Signs of clone phishing attacks
Although clone phishing attacks may appear legitimate at first, there are some giveaways that will stand out if you know what to look for:
- Email addresses that don’t match: The sender of the cloned email may attempt to use an actual name or email address from a trusted source, but it may be off in a small way. It could be a misspelled name, or an address that’s missing a letter.
- Obvious grammatical or spelling errors
- Impersonated email domains that don’t quite match the actual company’s name
- Hyperlinked text that doesn’t match the actual URL: By hovering over the link, you can see the URL in the bottom left corner of your screen without actually clicking on it. If it doesn’t appear to match the description of the link, you should not open it under any circumstances.
How to protect against clone phishing attacks?
Email recipients can protect themselves from clone phishing attacks by doing the following:
- Ignoring emails with messages that are too good to be true or promise some sort of reward
- Double-checking the email sender’s name and email address to see if it matches the original
- Hovering over links to check the authenticity
- If you suspect an email is false, following up with the organization in a new email thread.
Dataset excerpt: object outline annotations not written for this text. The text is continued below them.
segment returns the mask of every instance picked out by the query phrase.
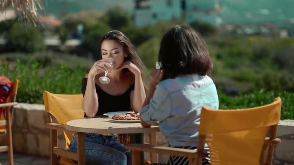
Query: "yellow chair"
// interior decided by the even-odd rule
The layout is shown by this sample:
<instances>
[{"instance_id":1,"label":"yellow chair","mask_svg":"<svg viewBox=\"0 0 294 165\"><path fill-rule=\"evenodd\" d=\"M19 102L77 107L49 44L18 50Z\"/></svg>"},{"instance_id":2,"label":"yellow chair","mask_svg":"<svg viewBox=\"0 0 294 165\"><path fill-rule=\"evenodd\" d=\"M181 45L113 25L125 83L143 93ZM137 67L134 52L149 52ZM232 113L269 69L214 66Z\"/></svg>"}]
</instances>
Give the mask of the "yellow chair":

Better yet, calling the sender
- Looking for small errors in the email message
- Refraining from sharing your email and contact information
- Using anti-spam software to filter out phishing attacks
Protect your organization from clone phishing attacks
At an institutional level, healthcare providers should make it a priority to train all employees to recognize clone phishing attacks. When employees are educated in cyber awareness, they can greatly reduce the threat of exposing the entire organization as well as your patients to a hacker’s attacks.
Healthcare organizations, which already require HIPAA compliant email, can add an extra level of security by implementing Paubox Email Suite Plus. On top of providing email encryption on outbound email and inbound email security, our patented ExecProtect feature stops clone phishing attempts before they even hit your inbox.
ExecProtect identifies and quarantines display name spoofing emails. Eliminating these clever disguises from inboxes significantly reduces the chance of someone clicking on a malicious link or attachment.
Use HIPAA compliant email software to eliminate clone phishing attacks
Clone phishing attacks not only present a great threat to individuals, but to healthcare organizations as a whole. It’s crucial that email users can recognize clone phishing attempts and stop them in their tracks before a hacker gains access to even more critical information.
Keep your organization safe by not only educating employees on how to prevent clone phishing attacks, but also by adding HIPAA compliant safeguards that will block malicious emails and protect against phishing scams.